Congressman John Conyers addresses a packed auditorium with words of encouragement about unity for all people.

King’s staff and students held its annual Dr. Martin Luther King, Jr. celebration on Monday, Jan. 16.  This year’s theme, “Lifting the Veil of Ignorance,” afforded spectators an educational journey through the history of the African American experience.  The “veil of ignorance” is a quote from John Rawls, a philosophy professor, which suggests that people sometimes make decisions for justice behind a metaphoric veil. 

“I think that this event being held at Martin Luther King High School, where I am an alumnus, speaks volumes to the fact that we cannot let the dream die,” said Angelique Peterson-Mayberry, Vice President of DPSCD (Detroit Public Schools Community District).  “In doing the dream, we also have to be in position to put action behind the speech.”

To educate onlookers, certain wings of King’s facility were set up with skits, speeches, information, and singing.  Also, visitors were divided into groups, with each group arbitrarily assigned a race: black or white.  The “blacks” received poor treatment while “whites” received superior treatment.

“Your staff and students certainly put forth a great deal of time, effort and energy in making the many visuals hanging around the building, planning the role playing and displays,” wrote teacher Gary Cousino of Rochester Community Schools in a letter to Principal Deborah Jenkins.

The annual MLK day was certainly a sight to see.

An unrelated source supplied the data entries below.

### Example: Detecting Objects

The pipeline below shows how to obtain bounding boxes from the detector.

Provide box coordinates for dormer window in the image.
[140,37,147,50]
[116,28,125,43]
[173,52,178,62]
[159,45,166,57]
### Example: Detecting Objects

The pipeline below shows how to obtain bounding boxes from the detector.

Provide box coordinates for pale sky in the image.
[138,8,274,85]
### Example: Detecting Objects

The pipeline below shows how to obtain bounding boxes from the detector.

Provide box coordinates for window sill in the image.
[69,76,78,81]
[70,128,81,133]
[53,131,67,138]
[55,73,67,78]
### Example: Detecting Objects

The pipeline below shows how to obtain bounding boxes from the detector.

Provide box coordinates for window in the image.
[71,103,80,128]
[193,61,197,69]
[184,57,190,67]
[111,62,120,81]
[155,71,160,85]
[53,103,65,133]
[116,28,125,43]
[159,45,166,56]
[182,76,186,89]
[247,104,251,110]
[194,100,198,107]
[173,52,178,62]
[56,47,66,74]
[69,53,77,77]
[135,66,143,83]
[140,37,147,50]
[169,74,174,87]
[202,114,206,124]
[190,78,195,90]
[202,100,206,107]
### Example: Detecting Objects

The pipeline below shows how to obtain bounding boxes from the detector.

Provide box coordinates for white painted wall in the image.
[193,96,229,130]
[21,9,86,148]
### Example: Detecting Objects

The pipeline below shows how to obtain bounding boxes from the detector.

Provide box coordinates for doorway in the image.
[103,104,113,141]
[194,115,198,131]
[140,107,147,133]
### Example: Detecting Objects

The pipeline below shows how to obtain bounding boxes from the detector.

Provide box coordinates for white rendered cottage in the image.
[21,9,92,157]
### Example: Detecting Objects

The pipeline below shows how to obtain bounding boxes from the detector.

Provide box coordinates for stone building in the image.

Over the past eight years there have been thousands of people from all over the state of Michigan to attend.

“I don’t think the message ever grows old,” said Jenkins. “We are supposed to live our lives to model the way so that we can create a better world.”

The exhibits helped youth who may have been less familiar with the issues and history to become more aware, and brought to life why people still celebrate Dr. Martin Luther King Jr.’s birthday. 

s“At times, I could see that my daughter was uncomfortable, which made for a great learning conversation and the opportunity to see other perspectives,” wrote Cousino.  “It was a very educational and worthwhile day.”

Congressman John Conyers, Reverend Wendell Anthony, Senator Gary Peters, Interim DPS Superintendent Alycia Meriweather, and Detroit City Council members Brenda Jones, Mary Sheffield, and James Tate were some of the distinguished guests.